For decades, Australia’s education system has struggled to deliver meaningful outcomes for Indigenous students. Despite nearly 40 years of policy reform, results remain largely unchanged. Dhimurru and JCU are taking a different approach – one that shifts the focus away from curriculum content and toward rebuilding the underlying architecture of education itself.
At the heart of the partnership is the use of artificial intelligence (AI), explicitly aligned with the cultural interface – the dynamic intersection between Indigenous and Western knowledge systems. This approach aims to create learning systems that can operate effectively across languages, knowledge traditions, and remote environments.

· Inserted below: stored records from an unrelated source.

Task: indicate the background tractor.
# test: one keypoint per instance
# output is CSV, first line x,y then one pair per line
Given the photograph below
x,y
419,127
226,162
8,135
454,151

Dhimurru is the first organisation in Australia to formally test this model in a real-world setting. Yolŋu Rangers have been identified as the ideal test case. Working across complex cultural landscapes, multiple language groups, and remote sea and land management contexts, Rangers hold highly sophisticated, practice-based knowledge that has historically gone unrecognised by formal education systems.
“This partnership is about recognising what already exists,” said Stephina Salee, Executive Officer.
“Our Rangers are already operating at a high level – managing country, navigating cultural law, and engaging with science and governance systems every day. The challenge has never been capability. It’s been the system’s inability to recognise and build on that capability.”
Through this collaboration, Dhimurru and JCU will explore how AI-enabled learning architectures can:
- Translate on-country knowledge into credentialed learning pathways
- Deliver education in multilingual, culturally complex environments
- Bridge Indigenous and Western knowledge systems without diminishing either
- Provide scalable solutions for remote and underserved communities
Professor Martin Nakata, Deputy Vice Chancellor Indigenous Engagement and Strategy at James Cook University, said the partnership represents a fundamental shift in thinking.
“Rather than trying to fit Indigenous learners into an existing system, we’re asking how the system itself needs to change. Working with Dhimurru gives us a unique opportunity to test this in one of the most complex and knowledge-rich environments in Australia.”
The initiative is expected to generate insights with national significance, offering a pathway not only for improving outcomes for Indigenous students, but for addressing broader challenges in education delivery across remote and diverse contexts.
“This is not a pilot on the margins,” Stephina Salee added. “This is about building a new foundation – and Dhimurru is proud to be leading that work.”